The U.S. Natural Gas drops real down
Natural gas futures in the United States fell to their lowest level in almost two months on Tuesday, as warmer-than-expected winter forecasts drove prices soaring.
The contract for January delivery declined as much as 7% to $4.51 per million British thermal units at the time of writing (MMBtu). The loss follows a drop of 11.37 percent on Monday when the contract settled at $4.85 per MMBtu.
Futures have dropped more than 17% in the last two sessions.
“The weather projection for the winter’s heating peak months of December, January, and February present comparatively moderate than normal temperatures.” They’ll be in the key US demand areas,” said David Givens, Argus Media’s head of gas and power services for North America.

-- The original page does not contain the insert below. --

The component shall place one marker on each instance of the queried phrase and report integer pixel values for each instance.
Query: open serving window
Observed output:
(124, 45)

′′On the 29th of November, the first day of the prompt month, both commercial (gas distributors, producers) and non-commercial market participants (speculators, prop shops, hedge funds) are looking at fundamentals that are pushing prices down,” he added.

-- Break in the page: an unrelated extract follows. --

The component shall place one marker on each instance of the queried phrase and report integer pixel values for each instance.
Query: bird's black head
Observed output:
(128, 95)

The selling over the last two days follows a 7 percent increase in natural gas contracts on Friday, despite oil plummeting 13% in the same session. Because the December contract expired on Friday, traders may have been closing off positions.

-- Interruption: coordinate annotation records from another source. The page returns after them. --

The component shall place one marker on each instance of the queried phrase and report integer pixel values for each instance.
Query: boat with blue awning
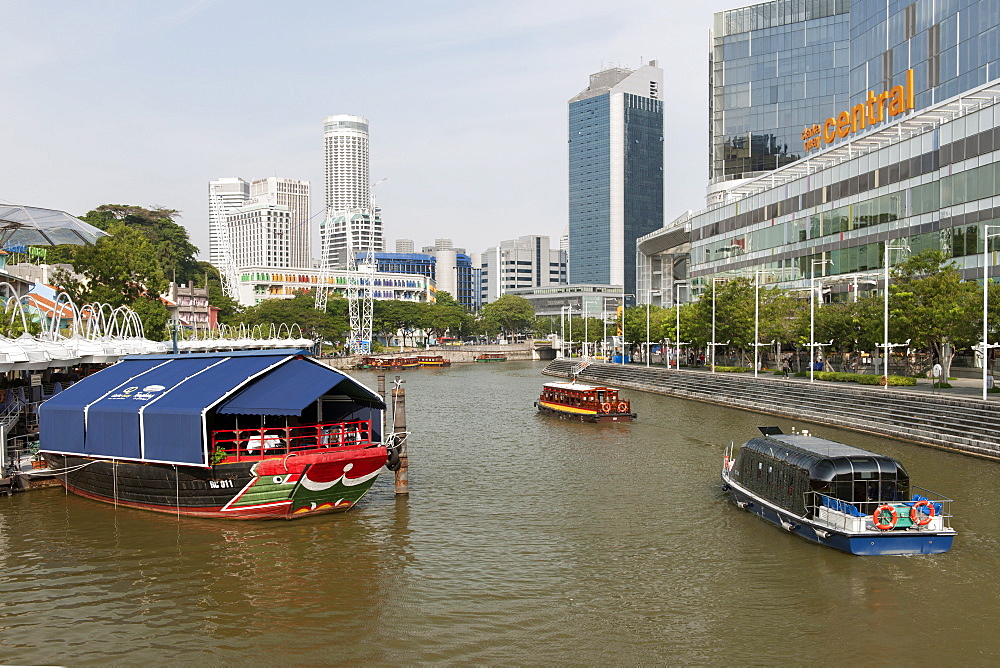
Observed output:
(241, 435)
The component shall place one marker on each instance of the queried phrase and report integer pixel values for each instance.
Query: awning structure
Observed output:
(293, 386)
(152, 407)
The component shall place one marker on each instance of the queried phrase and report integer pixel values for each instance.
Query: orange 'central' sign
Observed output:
(874, 110)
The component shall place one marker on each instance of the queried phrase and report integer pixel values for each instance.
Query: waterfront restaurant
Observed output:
(926, 180)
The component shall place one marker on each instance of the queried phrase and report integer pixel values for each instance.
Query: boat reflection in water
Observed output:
(836, 495)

Natural gas prices are currently down approximately 16% for the month, on track to be the lowest since December 2018. The contract is set to drop for the second month in a row.
Natural Gas most unstable in 2021
This year, natural gas has been a turbulent market, with recent severe drops following a time of extreme strength. From April through September, the contract saw monthly gains of 34%, with prices jumping 34% in September alone.
The rally continued into early October, with the contract reaching a high of $6.466 per MMBtu, the most since February 2014. As petroleum prices rose, requests for power generators to convert from oil to natural gas fanned the confidence. The energy crisis that is affecting Europe and the United Kingdom has now driven up costs in the United States.
“For several months, the natural gas market’s volatility has been off the charts,” said John Kilduff, a partner at Again Capital. He remarked that supplies appeared to be tight over the summer, and there were concerns about a shortage heading into the winter. However, the warm fall weather allowed stockpiles to be replenished.
“Storage levels have returned to the five-year norm.” The bull argument has been shattered by the relative warmth of last week, this week, and the prediction for mid-December,” he continued.
Natural gas prices are still up over 80% for the year. It’s also on course to have its most successful year since 2005.